Primero fue Entrevista con la historia, después Un hombre, al final su trilogía sobre la presencia hostil del islamismo en Occidente. Etapas fijadas desde las irregularidades de cualquier bibliografía que requiere salvar los peajes de traducciones, decisiones de publicación y azares de la distribución hasta llegar a un destino como Colombia. La obra de Oriana Fallaci (1929-2006) marcó a grupos de jóvenes urbanos que sospechaban del poder en los años setenta, admiraban la resistencia a las tiranías en los ochenta y no entendían qué pasaba en el siglo XXI.
Asombra el silencio alrededor de su figura. De ella, insuperable entre las entrevistadoras; la que le plantó cara al ayatolá Jomeini y a Kissinger, la que supo leer el nido viperino de Andreotti, la que no se dejó engañar por Arafat ni por el Vietcong. De ella, la reportera que contó la situación de las mujeres en Oriente, la que ametrallaron en Tlatelolco, la que se coló en una misión militar a Beirut. De ella, quien estuvo en la primera fila de todo acontecimiento significativo entre la segunda guerra mundial y la caída del muro.

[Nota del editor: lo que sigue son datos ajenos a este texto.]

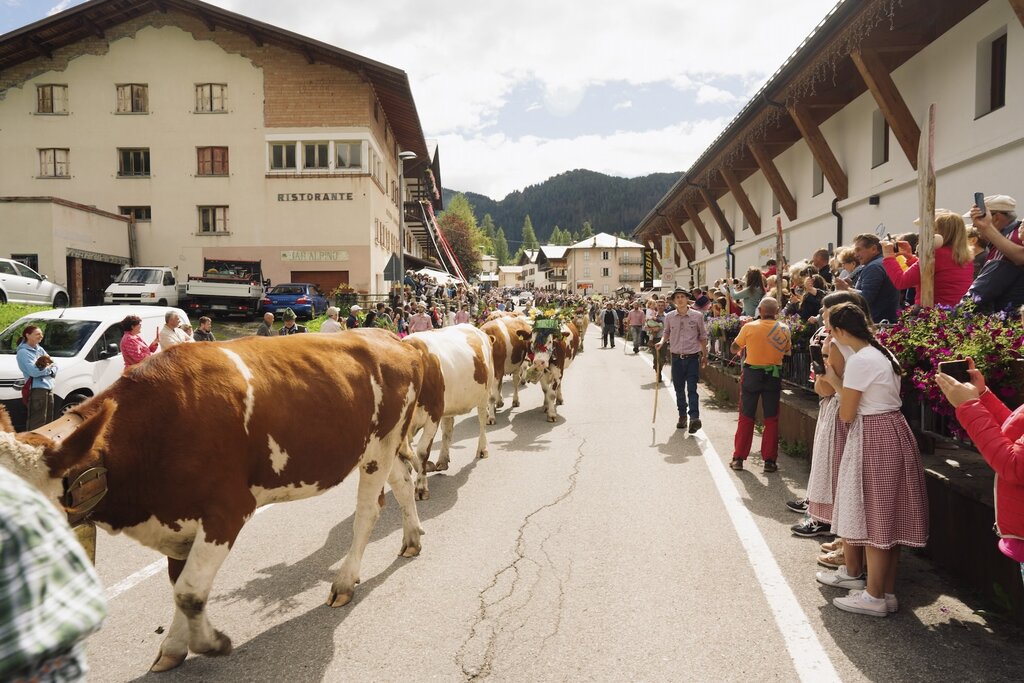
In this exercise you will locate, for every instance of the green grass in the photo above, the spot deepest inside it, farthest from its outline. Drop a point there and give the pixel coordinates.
(11, 311)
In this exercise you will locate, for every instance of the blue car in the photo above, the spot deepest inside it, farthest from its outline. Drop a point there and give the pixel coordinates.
(304, 299)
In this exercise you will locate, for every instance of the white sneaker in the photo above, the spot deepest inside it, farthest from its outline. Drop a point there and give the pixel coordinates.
(840, 579)
(861, 602)
(892, 603)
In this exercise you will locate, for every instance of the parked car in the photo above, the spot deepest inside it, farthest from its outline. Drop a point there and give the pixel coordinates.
(19, 284)
(304, 299)
(85, 343)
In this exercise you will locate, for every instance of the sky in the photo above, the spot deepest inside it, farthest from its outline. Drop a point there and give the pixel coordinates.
(517, 92)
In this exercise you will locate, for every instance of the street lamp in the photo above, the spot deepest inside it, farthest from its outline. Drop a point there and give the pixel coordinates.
(402, 158)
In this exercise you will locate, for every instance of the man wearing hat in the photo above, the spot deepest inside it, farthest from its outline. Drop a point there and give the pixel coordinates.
(331, 324)
(420, 322)
(352, 321)
(999, 285)
(290, 328)
(687, 339)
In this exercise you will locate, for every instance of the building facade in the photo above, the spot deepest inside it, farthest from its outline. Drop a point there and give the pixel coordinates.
(220, 136)
(604, 263)
(829, 145)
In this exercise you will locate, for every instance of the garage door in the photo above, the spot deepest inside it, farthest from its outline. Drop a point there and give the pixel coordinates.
(327, 281)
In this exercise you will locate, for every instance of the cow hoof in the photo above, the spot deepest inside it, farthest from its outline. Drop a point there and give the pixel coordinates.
(339, 599)
(220, 646)
(167, 663)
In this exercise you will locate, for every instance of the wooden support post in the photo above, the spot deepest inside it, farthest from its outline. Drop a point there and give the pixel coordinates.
(681, 239)
(821, 152)
(890, 101)
(1018, 6)
(774, 179)
(716, 212)
(698, 224)
(926, 199)
(742, 200)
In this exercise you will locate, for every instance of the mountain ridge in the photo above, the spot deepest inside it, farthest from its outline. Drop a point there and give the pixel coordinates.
(611, 204)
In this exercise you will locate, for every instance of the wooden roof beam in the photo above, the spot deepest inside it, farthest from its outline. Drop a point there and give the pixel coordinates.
(716, 212)
(39, 47)
(775, 181)
(684, 243)
(820, 151)
(890, 101)
(1018, 6)
(700, 227)
(742, 200)
(91, 27)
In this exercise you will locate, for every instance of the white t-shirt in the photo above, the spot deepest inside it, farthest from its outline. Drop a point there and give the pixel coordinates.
(869, 372)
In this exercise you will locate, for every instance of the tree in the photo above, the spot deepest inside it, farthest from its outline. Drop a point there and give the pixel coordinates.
(462, 239)
(501, 248)
(528, 236)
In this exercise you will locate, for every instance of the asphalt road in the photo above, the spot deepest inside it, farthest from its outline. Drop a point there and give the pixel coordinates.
(598, 548)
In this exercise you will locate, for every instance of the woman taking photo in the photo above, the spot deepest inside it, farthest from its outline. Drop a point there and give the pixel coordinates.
(953, 262)
(133, 349)
(998, 434)
(39, 370)
(881, 502)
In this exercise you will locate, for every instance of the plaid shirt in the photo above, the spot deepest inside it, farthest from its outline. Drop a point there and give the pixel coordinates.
(50, 596)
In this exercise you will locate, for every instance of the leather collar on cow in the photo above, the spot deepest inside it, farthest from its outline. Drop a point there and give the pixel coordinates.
(84, 484)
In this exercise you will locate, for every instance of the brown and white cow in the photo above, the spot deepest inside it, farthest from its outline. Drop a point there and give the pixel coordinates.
(272, 420)
(510, 342)
(459, 358)
(551, 354)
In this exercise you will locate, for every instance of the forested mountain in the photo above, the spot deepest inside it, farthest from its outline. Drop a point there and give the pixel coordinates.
(610, 204)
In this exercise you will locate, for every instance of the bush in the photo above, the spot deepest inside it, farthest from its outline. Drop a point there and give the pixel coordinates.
(11, 311)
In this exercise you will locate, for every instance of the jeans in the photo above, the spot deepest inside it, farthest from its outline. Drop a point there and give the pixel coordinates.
(608, 335)
(637, 334)
(685, 373)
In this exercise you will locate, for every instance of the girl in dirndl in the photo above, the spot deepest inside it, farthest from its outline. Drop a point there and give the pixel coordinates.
(881, 502)
(829, 438)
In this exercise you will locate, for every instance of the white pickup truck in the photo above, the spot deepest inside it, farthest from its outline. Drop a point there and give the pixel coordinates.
(225, 288)
(156, 286)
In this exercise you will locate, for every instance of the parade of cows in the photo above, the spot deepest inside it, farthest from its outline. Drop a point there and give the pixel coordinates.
(388, 395)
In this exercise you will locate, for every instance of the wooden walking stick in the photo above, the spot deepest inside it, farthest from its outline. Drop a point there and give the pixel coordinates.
(926, 200)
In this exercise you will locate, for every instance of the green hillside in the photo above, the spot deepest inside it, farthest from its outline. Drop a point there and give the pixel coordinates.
(610, 204)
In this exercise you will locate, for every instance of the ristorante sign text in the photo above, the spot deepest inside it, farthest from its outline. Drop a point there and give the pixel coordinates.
(315, 197)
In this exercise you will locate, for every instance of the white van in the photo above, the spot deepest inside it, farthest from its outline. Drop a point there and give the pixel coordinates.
(85, 344)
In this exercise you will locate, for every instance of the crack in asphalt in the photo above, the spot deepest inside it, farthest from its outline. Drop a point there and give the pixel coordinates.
(487, 626)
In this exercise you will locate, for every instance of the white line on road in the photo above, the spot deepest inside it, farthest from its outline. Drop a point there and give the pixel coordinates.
(809, 657)
(155, 567)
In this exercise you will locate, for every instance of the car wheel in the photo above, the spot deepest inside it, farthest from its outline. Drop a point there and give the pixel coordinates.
(72, 400)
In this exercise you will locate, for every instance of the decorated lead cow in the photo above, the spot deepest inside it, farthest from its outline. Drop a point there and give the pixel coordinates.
(238, 400)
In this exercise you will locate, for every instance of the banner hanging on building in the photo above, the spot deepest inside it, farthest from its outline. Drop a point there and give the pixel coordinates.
(648, 268)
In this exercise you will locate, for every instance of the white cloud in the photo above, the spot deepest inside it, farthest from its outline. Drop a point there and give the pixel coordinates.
(513, 164)
(59, 7)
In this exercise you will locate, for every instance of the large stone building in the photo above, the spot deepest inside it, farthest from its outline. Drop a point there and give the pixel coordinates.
(829, 144)
(222, 137)
(604, 263)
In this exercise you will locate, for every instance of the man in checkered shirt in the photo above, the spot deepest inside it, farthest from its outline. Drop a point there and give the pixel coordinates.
(50, 596)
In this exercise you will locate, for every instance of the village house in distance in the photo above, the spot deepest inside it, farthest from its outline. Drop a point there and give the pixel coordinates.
(166, 132)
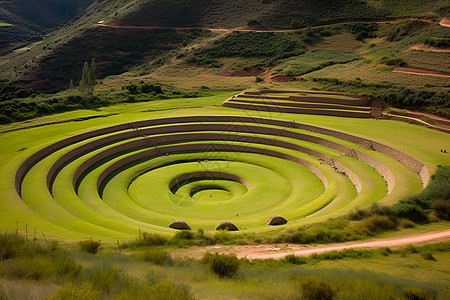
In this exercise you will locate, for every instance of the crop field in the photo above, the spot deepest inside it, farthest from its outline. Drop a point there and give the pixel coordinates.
(141, 168)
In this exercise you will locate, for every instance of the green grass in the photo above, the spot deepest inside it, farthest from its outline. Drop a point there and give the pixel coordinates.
(148, 205)
(315, 60)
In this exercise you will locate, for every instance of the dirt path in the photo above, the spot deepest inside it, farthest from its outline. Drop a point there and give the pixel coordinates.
(277, 251)
(419, 72)
(438, 128)
(218, 29)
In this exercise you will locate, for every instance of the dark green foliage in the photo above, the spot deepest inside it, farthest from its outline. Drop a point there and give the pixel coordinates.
(428, 256)
(12, 245)
(316, 289)
(157, 256)
(442, 208)
(66, 267)
(103, 278)
(151, 239)
(34, 268)
(380, 223)
(295, 260)
(413, 293)
(362, 30)
(393, 61)
(87, 81)
(145, 88)
(3, 295)
(400, 30)
(184, 235)
(438, 42)
(223, 265)
(89, 246)
(268, 45)
(97, 282)
(9, 90)
(116, 51)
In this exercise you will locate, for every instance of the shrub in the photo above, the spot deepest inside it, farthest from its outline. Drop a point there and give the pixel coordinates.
(416, 294)
(379, 223)
(102, 278)
(223, 265)
(66, 267)
(442, 208)
(3, 295)
(296, 260)
(407, 210)
(29, 268)
(160, 289)
(316, 289)
(11, 245)
(428, 256)
(89, 246)
(151, 239)
(184, 235)
(75, 292)
(157, 256)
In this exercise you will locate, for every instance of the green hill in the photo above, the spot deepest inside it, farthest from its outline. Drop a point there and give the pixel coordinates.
(52, 63)
(29, 19)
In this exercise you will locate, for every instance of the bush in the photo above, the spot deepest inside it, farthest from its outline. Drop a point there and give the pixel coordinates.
(184, 235)
(151, 239)
(27, 268)
(11, 245)
(75, 292)
(157, 256)
(379, 223)
(407, 210)
(66, 267)
(428, 256)
(223, 265)
(102, 278)
(442, 208)
(3, 295)
(295, 260)
(416, 294)
(89, 246)
(316, 289)
(160, 289)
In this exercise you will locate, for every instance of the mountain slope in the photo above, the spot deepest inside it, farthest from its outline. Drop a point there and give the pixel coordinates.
(51, 64)
(30, 18)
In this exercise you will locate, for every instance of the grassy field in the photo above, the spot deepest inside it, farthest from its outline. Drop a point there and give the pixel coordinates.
(139, 198)
(368, 274)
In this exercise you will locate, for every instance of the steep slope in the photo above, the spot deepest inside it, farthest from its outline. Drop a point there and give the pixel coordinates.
(50, 65)
(28, 19)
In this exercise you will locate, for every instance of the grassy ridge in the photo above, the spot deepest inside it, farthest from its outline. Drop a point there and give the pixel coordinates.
(16, 140)
(152, 271)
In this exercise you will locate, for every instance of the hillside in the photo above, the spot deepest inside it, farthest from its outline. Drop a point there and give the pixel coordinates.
(27, 20)
(119, 47)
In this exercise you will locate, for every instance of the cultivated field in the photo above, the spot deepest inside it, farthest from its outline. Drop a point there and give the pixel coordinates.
(139, 166)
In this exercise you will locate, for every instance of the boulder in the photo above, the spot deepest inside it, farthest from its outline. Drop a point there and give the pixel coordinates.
(276, 220)
(180, 225)
(226, 225)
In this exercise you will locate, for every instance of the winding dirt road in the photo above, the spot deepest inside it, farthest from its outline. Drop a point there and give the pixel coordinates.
(222, 29)
(278, 251)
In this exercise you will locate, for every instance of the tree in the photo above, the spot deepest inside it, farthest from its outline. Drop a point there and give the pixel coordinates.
(87, 81)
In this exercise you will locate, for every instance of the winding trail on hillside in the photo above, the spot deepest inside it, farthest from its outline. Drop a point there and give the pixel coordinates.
(222, 29)
(278, 251)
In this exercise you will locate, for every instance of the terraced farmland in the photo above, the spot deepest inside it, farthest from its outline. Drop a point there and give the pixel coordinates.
(204, 166)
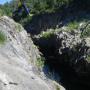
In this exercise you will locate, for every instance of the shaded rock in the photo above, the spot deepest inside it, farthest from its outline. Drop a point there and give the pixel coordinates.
(18, 54)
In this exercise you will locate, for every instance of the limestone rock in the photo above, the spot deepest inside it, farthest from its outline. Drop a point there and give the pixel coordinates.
(16, 55)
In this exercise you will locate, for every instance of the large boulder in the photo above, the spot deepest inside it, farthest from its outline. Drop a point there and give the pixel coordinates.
(18, 54)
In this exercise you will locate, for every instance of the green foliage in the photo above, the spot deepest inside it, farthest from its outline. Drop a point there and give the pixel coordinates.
(2, 37)
(40, 62)
(86, 32)
(88, 58)
(72, 25)
(47, 34)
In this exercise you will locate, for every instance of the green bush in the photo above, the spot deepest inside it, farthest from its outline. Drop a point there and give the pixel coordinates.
(2, 37)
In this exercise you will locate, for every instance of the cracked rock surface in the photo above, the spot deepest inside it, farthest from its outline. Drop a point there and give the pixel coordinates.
(16, 55)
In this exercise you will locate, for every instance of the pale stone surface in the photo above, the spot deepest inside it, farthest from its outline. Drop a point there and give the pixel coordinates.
(16, 56)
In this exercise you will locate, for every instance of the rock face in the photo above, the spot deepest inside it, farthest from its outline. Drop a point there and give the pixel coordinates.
(66, 53)
(16, 55)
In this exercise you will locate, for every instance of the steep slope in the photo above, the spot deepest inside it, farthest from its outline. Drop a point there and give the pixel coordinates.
(17, 52)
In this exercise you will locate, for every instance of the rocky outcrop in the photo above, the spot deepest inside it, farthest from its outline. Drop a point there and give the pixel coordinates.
(18, 55)
(66, 53)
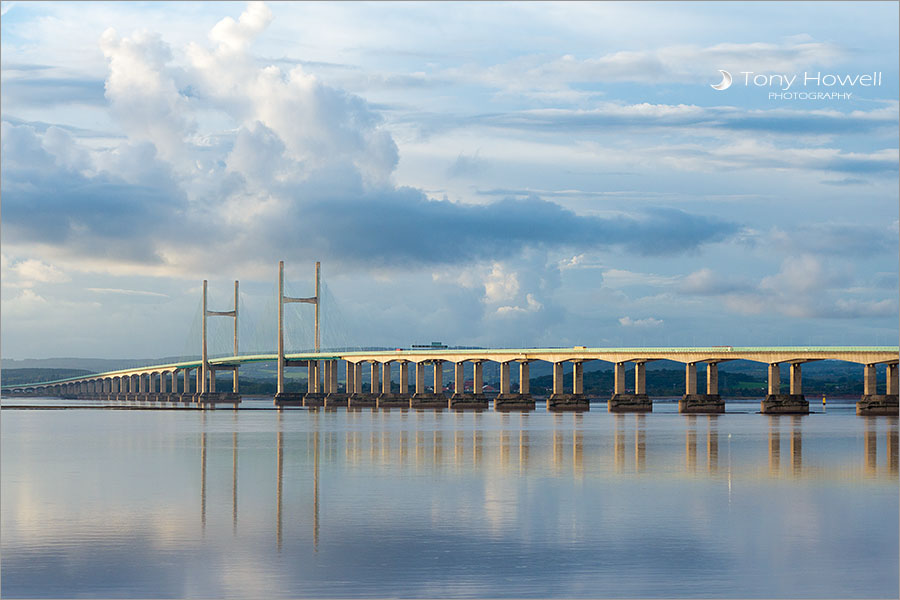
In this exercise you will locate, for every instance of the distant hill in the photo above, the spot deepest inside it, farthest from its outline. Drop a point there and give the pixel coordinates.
(16, 376)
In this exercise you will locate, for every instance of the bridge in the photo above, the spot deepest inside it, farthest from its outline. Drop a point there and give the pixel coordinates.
(335, 378)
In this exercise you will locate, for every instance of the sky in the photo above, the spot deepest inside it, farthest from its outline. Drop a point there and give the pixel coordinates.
(493, 174)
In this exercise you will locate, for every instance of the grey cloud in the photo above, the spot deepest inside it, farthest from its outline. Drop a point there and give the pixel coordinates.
(726, 118)
(880, 122)
(403, 226)
(47, 202)
(466, 165)
(331, 213)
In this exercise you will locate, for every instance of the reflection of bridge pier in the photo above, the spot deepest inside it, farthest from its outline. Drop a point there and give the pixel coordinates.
(279, 469)
(796, 445)
(774, 446)
(712, 443)
(234, 481)
(690, 444)
(870, 440)
(203, 475)
(640, 442)
(619, 443)
(892, 446)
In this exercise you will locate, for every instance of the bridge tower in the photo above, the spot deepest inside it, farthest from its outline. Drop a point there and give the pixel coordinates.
(207, 376)
(282, 300)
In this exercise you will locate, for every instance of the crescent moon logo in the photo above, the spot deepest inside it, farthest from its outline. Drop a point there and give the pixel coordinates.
(726, 81)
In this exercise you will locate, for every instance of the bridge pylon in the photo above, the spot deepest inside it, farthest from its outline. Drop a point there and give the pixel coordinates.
(281, 397)
(207, 376)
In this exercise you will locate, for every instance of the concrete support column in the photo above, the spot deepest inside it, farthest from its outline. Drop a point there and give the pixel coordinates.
(690, 378)
(478, 379)
(619, 383)
(869, 381)
(404, 378)
(459, 377)
(578, 377)
(892, 383)
(438, 376)
(386, 378)
(350, 386)
(712, 378)
(774, 379)
(420, 378)
(640, 378)
(796, 380)
(558, 384)
(504, 378)
(329, 376)
(357, 378)
(311, 376)
(524, 381)
(320, 376)
(375, 378)
(334, 376)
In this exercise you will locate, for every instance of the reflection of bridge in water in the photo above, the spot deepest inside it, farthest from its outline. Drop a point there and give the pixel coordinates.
(567, 450)
(335, 378)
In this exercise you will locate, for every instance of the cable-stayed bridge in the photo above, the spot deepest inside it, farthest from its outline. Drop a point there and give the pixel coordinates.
(335, 377)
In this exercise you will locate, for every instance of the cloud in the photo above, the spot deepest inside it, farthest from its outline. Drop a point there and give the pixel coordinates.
(705, 282)
(531, 305)
(686, 64)
(52, 91)
(33, 270)
(804, 287)
(841, 239)
(646, 322)
(127, 292)
(466, 165)
(646, 116)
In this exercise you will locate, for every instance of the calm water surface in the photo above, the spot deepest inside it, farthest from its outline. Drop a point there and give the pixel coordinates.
(264, 503)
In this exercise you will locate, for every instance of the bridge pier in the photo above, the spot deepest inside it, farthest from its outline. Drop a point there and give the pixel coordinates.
(521, 401)
(435, 399)
(315, 382)
(362, 400)
(357, 398)
(784, 404)
(711, 401)
(873, 403)
(559, 400)
(334, 398)
(622, 401)
(461, 399)
(387, 398)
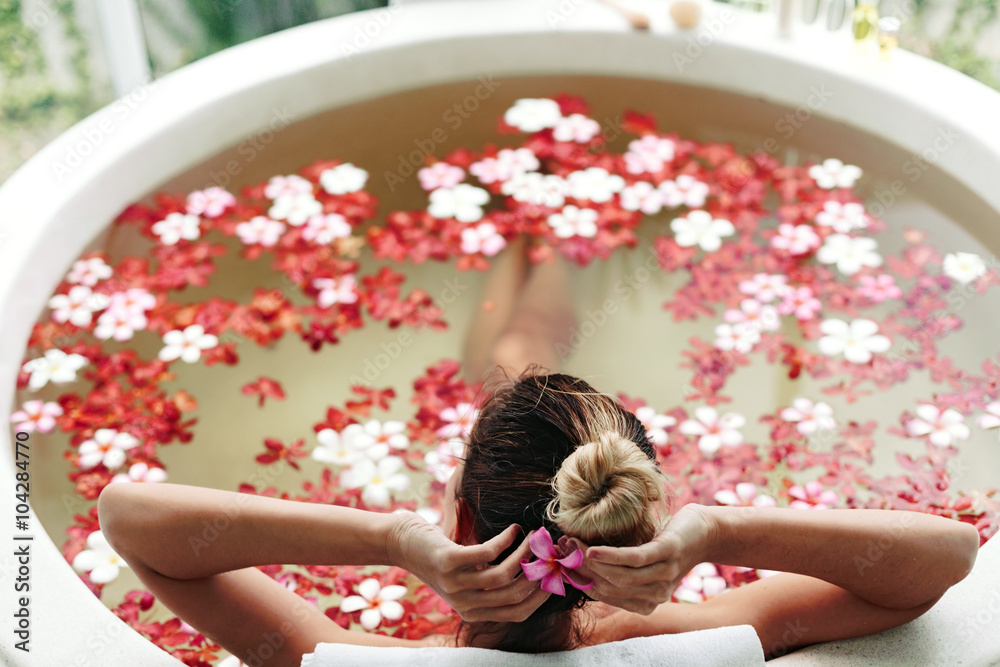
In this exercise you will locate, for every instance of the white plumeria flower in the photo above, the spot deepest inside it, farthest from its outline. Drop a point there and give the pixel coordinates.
(684, 190)
(378, 479)
(594, 183)
(834, 174)
(745, 495)
(856, 341)
(796, 239)
(942, 427)
(483, 238)
(843, 218)
(656, 424)
(78, 306)
(849, 253)
(642, 196)
(211, 202)
(177, 226)
(99, 559)
(810, 417)
(441, 462)
(36, 415)
(990, 420)
(535, 188)
(648, 153)
(702, 583)
(378, 602)
(765, 287)
(715, 431)
(532, 115)
(108, 446)
(459, 421)
(699, 228)
(56, 366)
(440, 175)
(574, 221)
(187, 344)
(335, 449)
(463, 202)
(283, 186)
(739, 338)
(343, 289)
(141, 472)
(963, 266)
(576, 127)
(326, 228)
(89, 271)
(260, 229)
(343, 178)
(295, 209)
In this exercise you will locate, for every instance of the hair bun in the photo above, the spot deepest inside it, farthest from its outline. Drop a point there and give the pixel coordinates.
(607, 491)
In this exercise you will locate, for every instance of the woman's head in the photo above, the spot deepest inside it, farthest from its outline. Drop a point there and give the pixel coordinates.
(549, 450)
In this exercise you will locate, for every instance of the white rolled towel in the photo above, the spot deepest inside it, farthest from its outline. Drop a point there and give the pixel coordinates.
(732, 646)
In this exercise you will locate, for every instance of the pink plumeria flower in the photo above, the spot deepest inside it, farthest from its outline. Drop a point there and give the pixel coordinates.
(812, 496)
(210, 203)
(440, 175)
(943, 427)
(879, 288)
(796, 239)
(714, 431)
(745, 495)
(377, 601)
(801, 301)
(482, 238)
(260, 229)
(343, 289)
(553, 564)
(36, 415)
(459, 421)
(809, 417)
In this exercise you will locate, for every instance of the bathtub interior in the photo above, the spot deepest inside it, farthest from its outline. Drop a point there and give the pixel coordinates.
(618, 357)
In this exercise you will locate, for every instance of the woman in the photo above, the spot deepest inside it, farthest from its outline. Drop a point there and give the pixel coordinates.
(546, 451)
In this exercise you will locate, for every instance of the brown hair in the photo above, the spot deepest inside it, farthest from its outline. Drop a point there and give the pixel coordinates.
(549, 450)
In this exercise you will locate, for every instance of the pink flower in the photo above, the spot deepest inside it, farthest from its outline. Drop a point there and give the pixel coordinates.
(553, 563)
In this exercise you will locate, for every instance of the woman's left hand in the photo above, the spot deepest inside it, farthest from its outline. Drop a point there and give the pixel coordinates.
(462, 575)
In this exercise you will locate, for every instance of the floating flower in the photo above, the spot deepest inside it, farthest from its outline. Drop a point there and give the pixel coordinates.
(699, 228)
(942, 427)
(177, 226)
(108, 446)
(89, 271)
(834, 174)
(808, 416)
(56, 366)
(211, 202)
(849, 253)
(812, 496)
(260, 229)
(343, 178)
(187, 344)
(856, 341)
(99, 559)
(532, 115)
(963, 266)
(714, 431)
(573, 221)
(343, 289)
(463, 202)
(378, 479)
(36, 415)
(553, 563)
(483, 238)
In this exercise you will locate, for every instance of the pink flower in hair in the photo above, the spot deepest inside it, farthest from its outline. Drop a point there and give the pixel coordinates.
(553, 563)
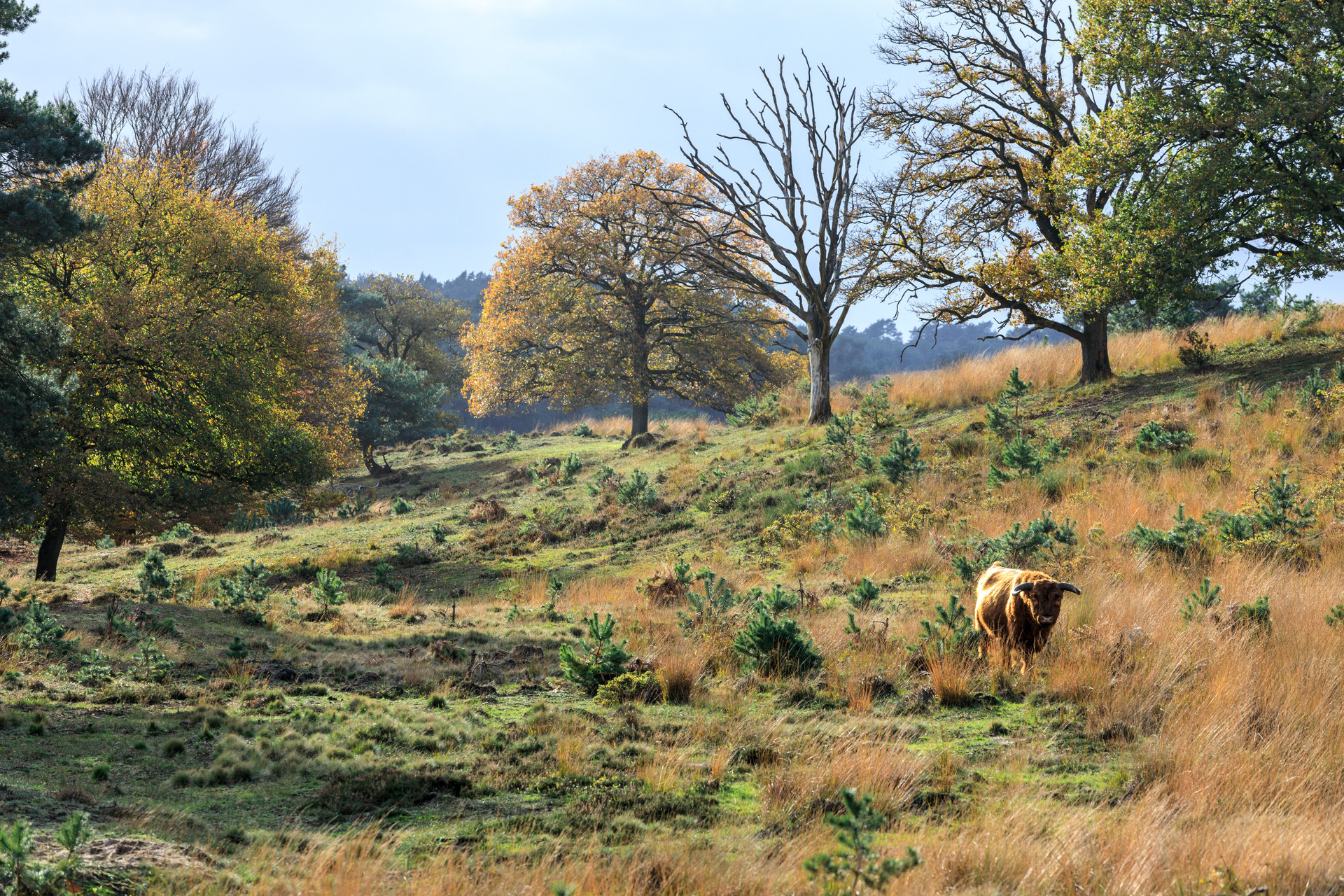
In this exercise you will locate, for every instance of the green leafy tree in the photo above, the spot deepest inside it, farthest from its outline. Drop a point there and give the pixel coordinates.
(48, 156)
(592, 665)
(1242, 94)
(401, 400)
(396, 317)
(33, 405)
(207, 355)
(857, 865)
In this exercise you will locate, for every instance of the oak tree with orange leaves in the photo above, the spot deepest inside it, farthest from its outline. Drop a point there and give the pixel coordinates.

Sus colegas periodistas están birlando el décimo aniversario de su muerte (16 de septiembre). Los escritores callan. Las editoriales no creen que suenen las cajas registradoras. No veremos pulular las fotos (que se arrepintió de haberse dejado tomar) con el rostro pétreo, desencantado, de la mujer que de niña se escabullía entre las tropas de ocupación para apoyar las acciones de la resistencia italiana, que era la línea de fuego de su familia, de su país y de la cultura de la ilustración toda.
Fallaci –la llamo por su apellido porque su nombre ya ha sido ocupado en mi vida– nunca dio rodeos para hablar, escribir, opinar, y lo hizo en circunstancias muy peligrosas y sobre personas muy poderosas. Su última obra tiene una apostilla que se llama El Apocalipsis, siguiendo la idea de Juan Evangelista, pero sin adivinanzas, circunloquios, ni sobreentendidos, dijo. Esa claridad, esa pulsión de transparencia obsesiva y, tal vez, imposible, pudo haber contribuido a la soledad de esta primera fase de su inmortalidad. Anarquista, pacifista, feminista, liberal, no es amada ni vindicada por los anarquistas, los pacifistas, las feministas ni los liberales.
Sus causas fueron la libertad, la no dominación, la autonomía individual, pero su saber dormido sobre el mundo musulmán despertó con la violencia del once de septiembre. Entonces se describió como una atea cristiana. Una personalidad individualizada con radicalidad que sabe que vive en una sociedad cristiana, ilustrada, abierta. Y ella, una de las más descarnadas críticas de las lacras del mundo occidental se sintió obligada a adoptar su causa y su defensa. En su ostracismo, ella, la más sola, solo pudo ser entrevistada por ella, la mejor reportera. ¿Por qué? “Porque tengo la muerte encima”.